Not many radio personalities last a long time at one station. Sacramento's rock stations KRXQ and KSEG have been the best at hanging on to air talent. Under Station Manager Jim Fox, Pat Martin programs the music, decides on new music and has been doing the same airshift at the same station longer than anyone else in Sacramento. He has been doing middays at KRXQ since August 1988.

In 2010, Pat Martin revealed that he loved his job, stating that "the listeners consider [him] a friend". In a 2013 interview with music website All Access, Martin stated, “In Sacramento, I am generally known as the guy who put Tesla back together.
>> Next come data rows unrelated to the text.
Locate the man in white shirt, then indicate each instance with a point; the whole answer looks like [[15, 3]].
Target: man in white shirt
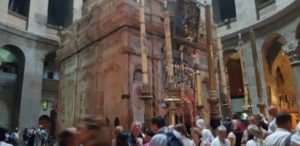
[[221, 140], [181, 129], [207, 136], [273, 111], [3, 137], [282, 135], [163, 135]]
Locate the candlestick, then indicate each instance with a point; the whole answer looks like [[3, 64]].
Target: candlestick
[[199, 88], [142, 43], [168, 45]]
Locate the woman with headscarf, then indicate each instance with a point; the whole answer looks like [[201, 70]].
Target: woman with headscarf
[[67, 137], [253, 136], [295, 139], [207, 136]]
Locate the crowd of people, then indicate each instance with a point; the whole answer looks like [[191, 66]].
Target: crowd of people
[[254, 131], [31, 137]]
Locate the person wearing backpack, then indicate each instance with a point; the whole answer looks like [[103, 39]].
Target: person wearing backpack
[[221, 139], [163, 135], [282, 134]]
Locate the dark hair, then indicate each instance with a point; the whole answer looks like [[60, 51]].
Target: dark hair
[[122, 139], [2, 134], [283, 118], [64, 137], [158, 121], [181, 129], [92, 122], [250, 136], [149, 133]]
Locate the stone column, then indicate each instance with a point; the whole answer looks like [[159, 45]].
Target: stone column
[[261, 105], [291, 51], [146, 94], [38, 17], [31, 92], [172, 99], [225, 99], [247, 103], [3, 10], [213, 100]]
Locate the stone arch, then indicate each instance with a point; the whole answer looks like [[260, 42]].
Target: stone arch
[[5, 113], [11, 74], [45, 122], [277, 70], [298, 32]]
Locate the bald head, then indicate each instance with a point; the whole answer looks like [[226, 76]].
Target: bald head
[[273, 111]]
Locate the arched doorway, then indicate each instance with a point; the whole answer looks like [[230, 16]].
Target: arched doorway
[[45, 122], [235, 80], [278, 74], [11, 78]]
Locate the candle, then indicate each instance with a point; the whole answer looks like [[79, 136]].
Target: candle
[[199, 88], [142, 43], [168, 45]]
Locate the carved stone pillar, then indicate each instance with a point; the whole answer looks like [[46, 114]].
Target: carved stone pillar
[[291, 52]]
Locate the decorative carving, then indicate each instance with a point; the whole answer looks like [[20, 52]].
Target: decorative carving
[[141, 2], [287, 102], [291, 51]]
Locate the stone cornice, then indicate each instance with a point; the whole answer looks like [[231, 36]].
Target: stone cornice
[[227, 35], [28, 35]]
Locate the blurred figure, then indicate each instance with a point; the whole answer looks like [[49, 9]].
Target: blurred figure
[[25, 135], [227, 123], [118, 129], [3, 137], [273, 112], [14, 137], [122, 139], [237, 132], [181, 129], [67, 137], [164, 136], [148, 136], [253, 139], [207, 136], [196, 136], [295, 139], [260, 133], [238, 123], [221, 140], [158, 124], [31, 137], [87, 131], [231, 136], [135, 137], [282, 134], [263, 122]]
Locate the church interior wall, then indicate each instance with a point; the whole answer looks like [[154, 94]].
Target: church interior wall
[[285, 27]]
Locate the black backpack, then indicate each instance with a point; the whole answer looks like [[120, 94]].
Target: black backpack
[[173, 140]]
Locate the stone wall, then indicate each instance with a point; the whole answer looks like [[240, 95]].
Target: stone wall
[[99, 57], [33, 48], [283, 23]]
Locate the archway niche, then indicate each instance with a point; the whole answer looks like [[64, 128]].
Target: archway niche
[[12, 61], [232, 60], [278, 74], [45, 122]]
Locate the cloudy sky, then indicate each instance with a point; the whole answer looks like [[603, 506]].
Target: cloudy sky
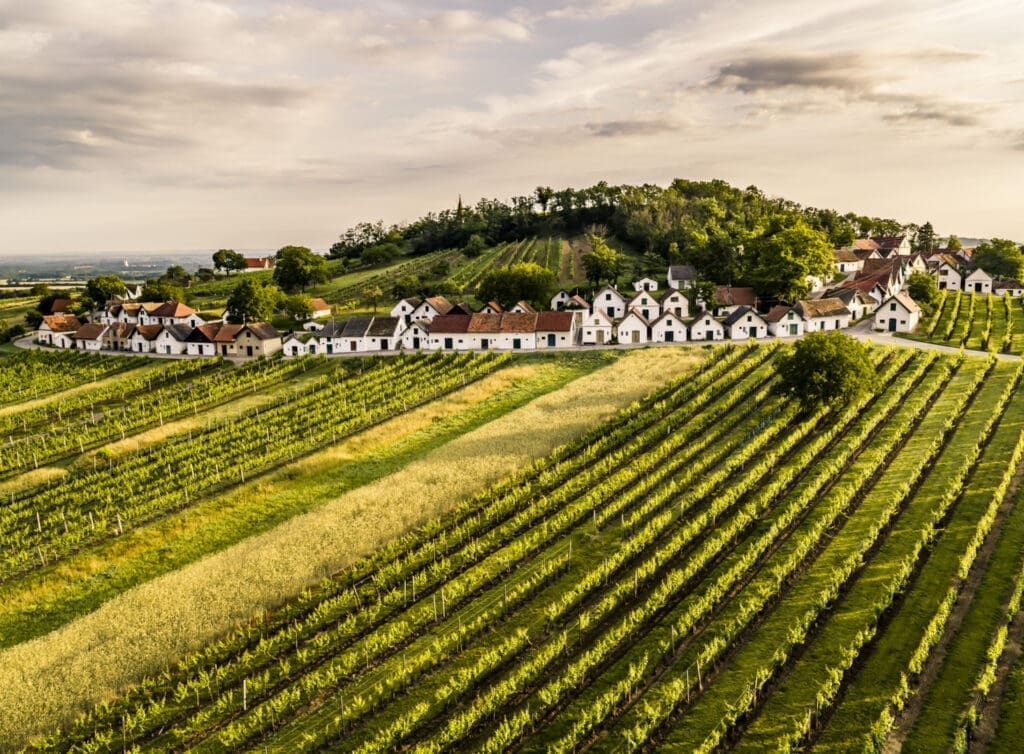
[[196, 124]]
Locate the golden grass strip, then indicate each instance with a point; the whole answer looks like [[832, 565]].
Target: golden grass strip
[[45, 681]]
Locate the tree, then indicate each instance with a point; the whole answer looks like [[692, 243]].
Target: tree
[[475, 246], [825, 368], [228, 259], [522, 282], [923, 289], [779, 260], [998, 257], [102, 288], [161, 290], [298, 306], [925, 240], [602, 262], [252, 301], [297, 267]]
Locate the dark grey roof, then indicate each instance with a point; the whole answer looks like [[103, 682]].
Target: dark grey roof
[[383, 327], [356, 327]]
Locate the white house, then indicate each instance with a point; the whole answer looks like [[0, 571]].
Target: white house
[[948, 278], [823, 313], [847, 261], [706, 327], [172, 339], [296, 344], [90, 336], [142, 339], [557, 329], [676, 301], [745, 323], [610, 301], [633, 329], [898, 313], [201, 340], [404, 308], [645, 304], [669, 328], [682, 277], [978, 282], [596, 329], [783, 322], [416, 335], [645, 284]]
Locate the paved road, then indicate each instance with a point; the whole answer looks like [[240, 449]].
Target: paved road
[[861, 330]]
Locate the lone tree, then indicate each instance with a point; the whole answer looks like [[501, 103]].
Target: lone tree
[[825, 369], [297, 267], [228, 259], [522, 282], [252, 301]]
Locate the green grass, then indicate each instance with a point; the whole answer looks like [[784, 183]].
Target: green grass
[[857, 534], [235, 515], [796, 696]]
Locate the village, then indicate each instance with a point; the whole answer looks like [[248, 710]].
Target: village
[[869, 282]]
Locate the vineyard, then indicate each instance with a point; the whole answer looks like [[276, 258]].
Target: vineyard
[[713, 568], [977, 322]]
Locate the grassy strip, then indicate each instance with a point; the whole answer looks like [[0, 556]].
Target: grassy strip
[[784, 718], [735, 688], [880, 686], [174, 614]]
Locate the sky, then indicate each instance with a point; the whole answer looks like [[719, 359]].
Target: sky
[[250, 124]]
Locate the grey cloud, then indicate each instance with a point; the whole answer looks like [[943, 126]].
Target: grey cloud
[[612, 129], [766, 73]]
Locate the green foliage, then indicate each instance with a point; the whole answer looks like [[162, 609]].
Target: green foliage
[[162, 290], [923, 289], [380, 254], [522, 282], [826, 368], [475, 246], [252, 301], [998, 257], [102, 288], [228, 259], [602, 263], [779, 259], [298, 267], [298, 306]]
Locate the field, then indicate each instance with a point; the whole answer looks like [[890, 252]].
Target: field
[[603, 552], [977, 322]]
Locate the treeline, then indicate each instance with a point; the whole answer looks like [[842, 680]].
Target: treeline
[[709, 224]]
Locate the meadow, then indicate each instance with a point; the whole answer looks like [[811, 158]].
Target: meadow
[[611, 552]]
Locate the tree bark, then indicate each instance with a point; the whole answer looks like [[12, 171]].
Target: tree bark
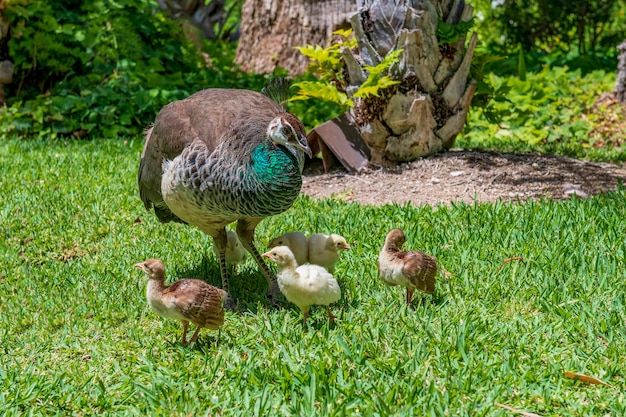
[[425, 112], [271, 29], [6, 65], [620, 85]]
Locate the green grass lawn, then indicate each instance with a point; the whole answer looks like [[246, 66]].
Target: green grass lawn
[[77, 338]]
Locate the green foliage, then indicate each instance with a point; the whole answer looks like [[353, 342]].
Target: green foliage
[[549, 112], [78, 338], [328, 66], [578, 34], [377, 77], [448, 33], [103, 68]]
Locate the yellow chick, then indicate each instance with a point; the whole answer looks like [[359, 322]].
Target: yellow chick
[[304, 285]]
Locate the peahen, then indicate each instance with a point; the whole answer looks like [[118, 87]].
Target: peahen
[[225, 155]]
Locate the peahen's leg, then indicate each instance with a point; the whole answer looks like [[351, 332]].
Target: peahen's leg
[[245, 230], [219, 241]]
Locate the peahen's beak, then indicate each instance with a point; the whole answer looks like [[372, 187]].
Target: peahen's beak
[[303, 144]]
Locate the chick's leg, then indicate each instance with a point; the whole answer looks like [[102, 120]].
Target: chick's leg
[[409, 295], [195, 335], [331, 316], [220, 241], [185, 326], [305, 315], [245, 230]]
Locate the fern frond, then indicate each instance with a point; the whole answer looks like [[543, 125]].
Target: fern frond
[[277, 89]]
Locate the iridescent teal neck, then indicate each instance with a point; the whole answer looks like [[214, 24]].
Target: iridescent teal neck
[[272, 162]]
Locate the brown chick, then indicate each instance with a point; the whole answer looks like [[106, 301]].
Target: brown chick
[[411, 269], [186, 300]]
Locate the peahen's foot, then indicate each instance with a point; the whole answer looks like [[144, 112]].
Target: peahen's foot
[[230, 304], [273, 294]]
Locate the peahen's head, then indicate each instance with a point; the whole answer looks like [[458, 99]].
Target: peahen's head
[[287, 130]]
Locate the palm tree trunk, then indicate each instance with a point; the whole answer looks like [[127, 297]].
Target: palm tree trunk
[[424, 113], [6, 65]]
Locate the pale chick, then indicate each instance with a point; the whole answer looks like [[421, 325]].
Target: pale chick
[[186, 300], [304, 285], [411, 269], [324, 250], [296, 241], [235, 252]]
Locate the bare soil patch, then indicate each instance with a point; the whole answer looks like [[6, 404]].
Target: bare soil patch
[[466, 176]]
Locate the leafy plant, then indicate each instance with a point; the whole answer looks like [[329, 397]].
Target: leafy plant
[[449, 33], [327, 64], [553, 111], [103, 68]]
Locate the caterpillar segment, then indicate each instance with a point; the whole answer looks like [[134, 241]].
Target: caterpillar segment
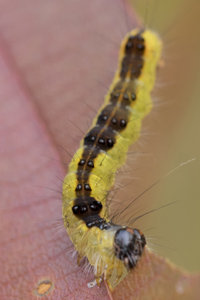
[[102, 151]]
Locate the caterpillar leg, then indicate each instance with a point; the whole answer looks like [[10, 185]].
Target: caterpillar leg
[[120, 271]]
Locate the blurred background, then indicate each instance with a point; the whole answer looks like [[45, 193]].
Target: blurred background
[[173, 138]]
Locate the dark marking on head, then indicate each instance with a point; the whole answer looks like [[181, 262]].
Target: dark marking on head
[[128, 246]]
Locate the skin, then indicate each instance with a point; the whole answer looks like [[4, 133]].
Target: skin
[[40, 88]]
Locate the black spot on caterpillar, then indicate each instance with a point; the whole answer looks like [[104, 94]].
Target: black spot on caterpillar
[[103, 150]]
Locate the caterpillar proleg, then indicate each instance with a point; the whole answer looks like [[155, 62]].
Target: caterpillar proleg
[[102, 151]]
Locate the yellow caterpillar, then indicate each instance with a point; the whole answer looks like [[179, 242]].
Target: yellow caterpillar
[[102, 151]]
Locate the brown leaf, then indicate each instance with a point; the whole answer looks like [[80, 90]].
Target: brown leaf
[[156, 278], [42, 89]]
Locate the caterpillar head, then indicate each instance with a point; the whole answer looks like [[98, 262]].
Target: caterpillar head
[[128, 246]]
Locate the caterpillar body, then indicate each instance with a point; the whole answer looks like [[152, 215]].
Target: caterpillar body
[[102, 151]]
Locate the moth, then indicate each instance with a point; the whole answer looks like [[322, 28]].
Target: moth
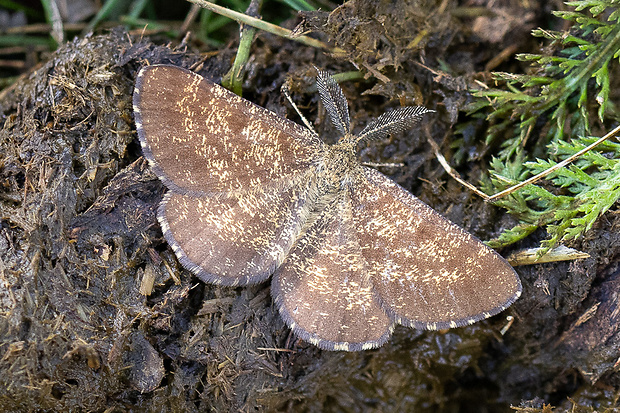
[[351, 253]]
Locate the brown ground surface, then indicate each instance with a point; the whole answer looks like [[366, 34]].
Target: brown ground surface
[[79, 242]]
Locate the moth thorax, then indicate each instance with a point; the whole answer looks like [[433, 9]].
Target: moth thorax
[[342, 161]]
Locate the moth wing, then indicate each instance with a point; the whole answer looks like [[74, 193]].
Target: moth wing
[[201, 138], [235, 240], [428, 272], [323, 291]]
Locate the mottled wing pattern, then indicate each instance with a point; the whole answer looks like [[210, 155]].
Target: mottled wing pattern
[[236, 240], [427, 272], [323, 290], [201, 138], [240, 178]]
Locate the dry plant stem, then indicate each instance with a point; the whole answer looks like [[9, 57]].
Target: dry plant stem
[[533, 179], [552, 169], [452, 172], [263, 25]]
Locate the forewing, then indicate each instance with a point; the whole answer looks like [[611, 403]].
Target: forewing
[[428, 272], [201, 138], [323, 290], [235, 240]]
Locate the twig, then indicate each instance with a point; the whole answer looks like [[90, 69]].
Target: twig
[[263, 25]]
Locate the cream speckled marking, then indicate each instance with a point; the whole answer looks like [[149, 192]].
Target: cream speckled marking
[[353, 253]]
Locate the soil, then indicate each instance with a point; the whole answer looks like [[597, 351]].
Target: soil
[[98, 315]]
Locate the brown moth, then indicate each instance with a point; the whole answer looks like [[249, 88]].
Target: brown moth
[[352, 253]]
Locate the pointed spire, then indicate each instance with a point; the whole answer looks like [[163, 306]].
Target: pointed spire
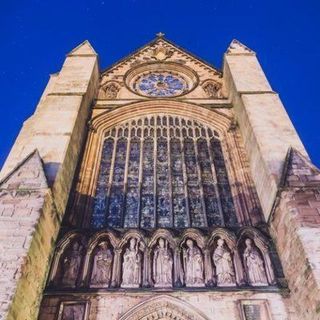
[[83, 49], [299, 171], [236, 47], [28, 174]]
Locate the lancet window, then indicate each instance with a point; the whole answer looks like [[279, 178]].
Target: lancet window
[[162, 171]]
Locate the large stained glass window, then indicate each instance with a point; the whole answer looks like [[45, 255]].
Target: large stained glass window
[[162, 172]]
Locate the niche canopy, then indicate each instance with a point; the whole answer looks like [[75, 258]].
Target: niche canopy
[[161, 80]]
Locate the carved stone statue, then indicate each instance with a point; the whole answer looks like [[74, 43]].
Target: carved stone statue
[[102, 266], [73, 312], [213, 90], [131, 267], [193, 265], [224, 266], [254, 265], [162, 265], [71, 266], [111, 91]]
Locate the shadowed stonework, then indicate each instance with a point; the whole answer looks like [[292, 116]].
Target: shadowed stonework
[[162, 188]]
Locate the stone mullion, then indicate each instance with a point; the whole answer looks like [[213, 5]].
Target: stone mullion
[[240, 276], [109, 183], [146, 276], [155, 156], [116, 270], [140, 172], [215, 181], [170, 172], [125, 178], [178, 278], [185, 180], [208, 270], [203, 204]]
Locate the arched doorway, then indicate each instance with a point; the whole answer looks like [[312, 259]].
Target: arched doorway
[[163, 307]]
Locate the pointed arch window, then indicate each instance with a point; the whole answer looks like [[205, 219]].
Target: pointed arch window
[[162, 171]]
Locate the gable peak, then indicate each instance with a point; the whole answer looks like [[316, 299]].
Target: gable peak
[[299, 171], [28, 174], [236, 47], [83, 49]]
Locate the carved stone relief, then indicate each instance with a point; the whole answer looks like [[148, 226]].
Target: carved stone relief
[[193, 265], [254, 265], [162, 265], [71, 265], [72, 311], [110, 90], [212, 89], [224, 265], [134, 260], [132, 266], [102, 266]]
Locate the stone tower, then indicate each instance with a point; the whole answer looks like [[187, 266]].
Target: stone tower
[[159, 188]]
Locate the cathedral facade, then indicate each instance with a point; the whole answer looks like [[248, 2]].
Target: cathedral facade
[[159, 188]]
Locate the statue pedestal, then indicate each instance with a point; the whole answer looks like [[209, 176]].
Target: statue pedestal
[[128, 286]]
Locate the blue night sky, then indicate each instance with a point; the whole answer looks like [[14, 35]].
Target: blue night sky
[[36, 36]]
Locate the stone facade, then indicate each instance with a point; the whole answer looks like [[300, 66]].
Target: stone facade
[[160, 188]]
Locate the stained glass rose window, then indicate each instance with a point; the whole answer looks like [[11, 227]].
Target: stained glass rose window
[[160, 84]]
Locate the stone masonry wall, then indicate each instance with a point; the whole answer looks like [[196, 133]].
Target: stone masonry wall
[[296, 229], [28, 227]]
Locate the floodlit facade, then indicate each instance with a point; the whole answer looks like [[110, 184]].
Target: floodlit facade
[[159, 188]]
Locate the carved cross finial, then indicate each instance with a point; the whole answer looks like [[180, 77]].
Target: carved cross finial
[[160, 34]]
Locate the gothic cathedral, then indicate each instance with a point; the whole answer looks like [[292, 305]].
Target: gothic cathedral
[[160, 188]]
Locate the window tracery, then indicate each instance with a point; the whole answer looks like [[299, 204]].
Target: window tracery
[[162, 171]]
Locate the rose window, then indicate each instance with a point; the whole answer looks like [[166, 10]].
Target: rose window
[[161, 85]]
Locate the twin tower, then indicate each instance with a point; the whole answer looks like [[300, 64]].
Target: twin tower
[[159, 188]]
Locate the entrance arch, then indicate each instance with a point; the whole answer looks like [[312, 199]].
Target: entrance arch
[[163, 307]]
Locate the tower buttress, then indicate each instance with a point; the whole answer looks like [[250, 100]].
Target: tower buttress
[[57, 128], [265, 126], [36, 184]]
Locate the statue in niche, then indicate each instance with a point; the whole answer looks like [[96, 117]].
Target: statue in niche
[[254, 265], [111, 91], [131, 267], [162, 265], [193, 265], [73, 312], [102, 266], [71, 266], [213, 90], [224, 266]]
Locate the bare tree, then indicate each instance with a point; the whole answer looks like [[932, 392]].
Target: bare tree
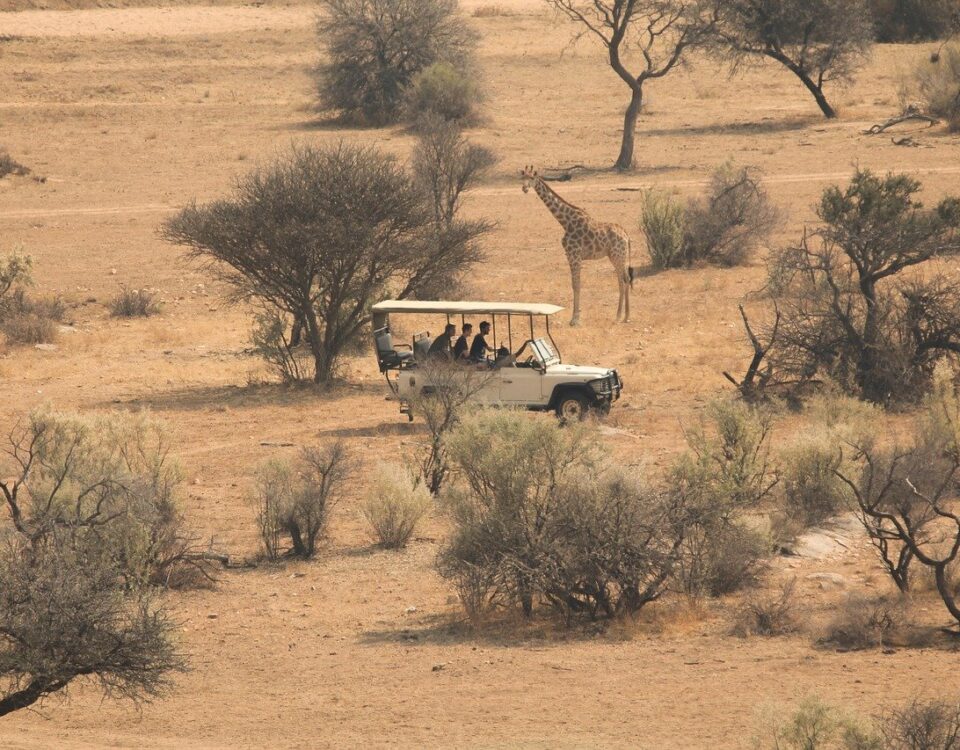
[[819, 41], [843, 311], [63, 618], [657, 32], [317, 237]]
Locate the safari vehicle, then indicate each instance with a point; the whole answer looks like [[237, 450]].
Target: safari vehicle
[[530, 376]]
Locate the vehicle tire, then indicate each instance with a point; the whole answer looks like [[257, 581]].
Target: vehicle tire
[[572, 407]]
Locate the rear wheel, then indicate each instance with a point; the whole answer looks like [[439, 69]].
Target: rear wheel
[[572, 407]]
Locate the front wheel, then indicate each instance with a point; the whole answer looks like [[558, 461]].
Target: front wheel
[[572, 407]]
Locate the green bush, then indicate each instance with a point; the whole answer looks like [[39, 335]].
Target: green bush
[[662, 222], [394, 505], [442, 90], [814, 725]]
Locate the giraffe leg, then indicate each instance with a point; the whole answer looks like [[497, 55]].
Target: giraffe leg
[[626, 296], [575, 281], [619, 297]]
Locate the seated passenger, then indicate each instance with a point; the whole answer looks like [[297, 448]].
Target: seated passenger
[[461, 348], [441, 347], [479, 348], [504, 358]]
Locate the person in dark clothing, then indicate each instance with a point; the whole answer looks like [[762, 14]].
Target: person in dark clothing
[[479, 348], [441, 346], [461, 348]]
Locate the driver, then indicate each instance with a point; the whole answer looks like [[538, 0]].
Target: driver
[[479, 348]]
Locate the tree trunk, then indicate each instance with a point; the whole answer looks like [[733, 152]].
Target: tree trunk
[[625, 159], [27, 696], [322, 358], [871, 387]]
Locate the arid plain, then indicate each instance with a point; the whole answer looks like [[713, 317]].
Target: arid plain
[[130, 112]]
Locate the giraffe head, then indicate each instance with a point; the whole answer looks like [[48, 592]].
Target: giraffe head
[[529, 176]]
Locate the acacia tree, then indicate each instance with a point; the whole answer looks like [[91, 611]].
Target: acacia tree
[[659, 31], [844, 308], [320, 235], [819, 41]]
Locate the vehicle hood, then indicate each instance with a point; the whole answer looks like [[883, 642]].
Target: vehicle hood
[[578, 370]]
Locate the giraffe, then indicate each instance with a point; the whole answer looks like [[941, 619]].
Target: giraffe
[[586, 239]]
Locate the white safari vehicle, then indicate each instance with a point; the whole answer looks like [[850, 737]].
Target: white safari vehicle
[[529, 376]]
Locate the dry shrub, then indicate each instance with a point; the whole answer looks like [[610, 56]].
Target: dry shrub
[[491, 11], [294, 500], [812, 492], [728, 223], [542, 518], [394, 505], [111, 482], [272, 341], [727, 474], [721, 228], [24, 319], [375, 49], [64, 618], [922, 725], [813, 725], [662, 222], [444, 91], [768, 614], [938, 83], [863, 622], [8, 165], [134, 303]]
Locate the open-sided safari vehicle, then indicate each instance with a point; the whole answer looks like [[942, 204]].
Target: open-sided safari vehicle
[[529, 376]]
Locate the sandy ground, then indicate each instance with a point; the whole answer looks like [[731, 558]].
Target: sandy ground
[[129, 113]]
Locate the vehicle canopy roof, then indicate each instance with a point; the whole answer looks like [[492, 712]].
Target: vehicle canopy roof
[[465, 308]]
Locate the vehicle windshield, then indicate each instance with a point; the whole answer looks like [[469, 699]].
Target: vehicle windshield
[[546, 352], [536, 352]]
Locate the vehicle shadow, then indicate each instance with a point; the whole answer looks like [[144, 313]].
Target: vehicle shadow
[[236, 397]]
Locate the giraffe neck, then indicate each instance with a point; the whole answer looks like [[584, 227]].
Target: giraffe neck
[[565, 213]]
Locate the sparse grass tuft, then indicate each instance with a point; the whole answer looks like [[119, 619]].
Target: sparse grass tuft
[[394, 506], [134, 303]]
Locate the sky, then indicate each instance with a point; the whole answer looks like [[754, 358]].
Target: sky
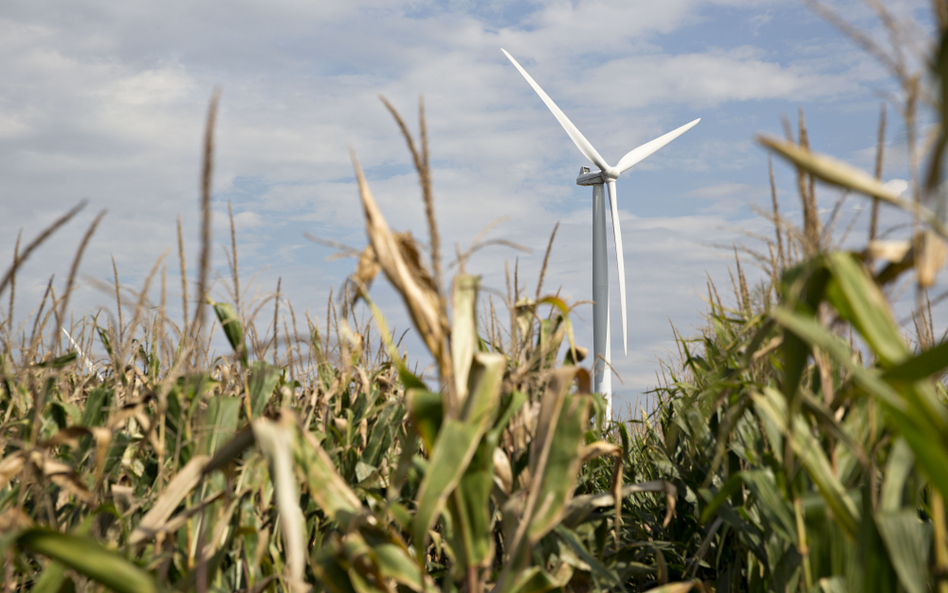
[[106, 101]]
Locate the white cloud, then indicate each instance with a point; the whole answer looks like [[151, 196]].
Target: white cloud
[[107, 101]]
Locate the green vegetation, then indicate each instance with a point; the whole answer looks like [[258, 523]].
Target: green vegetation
[[799, 444]]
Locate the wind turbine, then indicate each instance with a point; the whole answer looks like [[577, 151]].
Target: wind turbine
[[606, 175]]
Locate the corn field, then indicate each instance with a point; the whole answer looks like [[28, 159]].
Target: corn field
[[799, 443]]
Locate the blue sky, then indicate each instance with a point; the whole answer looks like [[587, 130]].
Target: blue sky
[[106, 101]]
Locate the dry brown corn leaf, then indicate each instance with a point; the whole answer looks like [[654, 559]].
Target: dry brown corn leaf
[[931, 252], [399, 260], [61, 474], [890, 251], [846, 176], [10, 467], [598, 449], [176, 490]]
It happened in 2000. The guys had been fighting for years and I somehow convinced them to resurrect their career with a comeback show at The Arco Arena.”

On August 8, 2018, Martin celebrated his 30th anniversary on KRXQ (98 Rock), with guest appearances on his show from Ben Fong-Torres of Rolling Stone magazine fame, Sacramento Mayor Darrell Steinberg, and Frank Hannon from the Sacramento band Tesla.

On September 29, 2023, Pat Martin wrapped up his radio broadcasting career. His final broadcast on KSEG 96.9 FM (The Eagle), put an end to a remarkable 46 year career, 35 of them on Sacramento airwaves. After four decades of wearing headphones for several hours a day, in addition to attending well over 1000 concerts, Pat developed tinnitus (ringing in the ears), which he cited as the reason he chose to retire.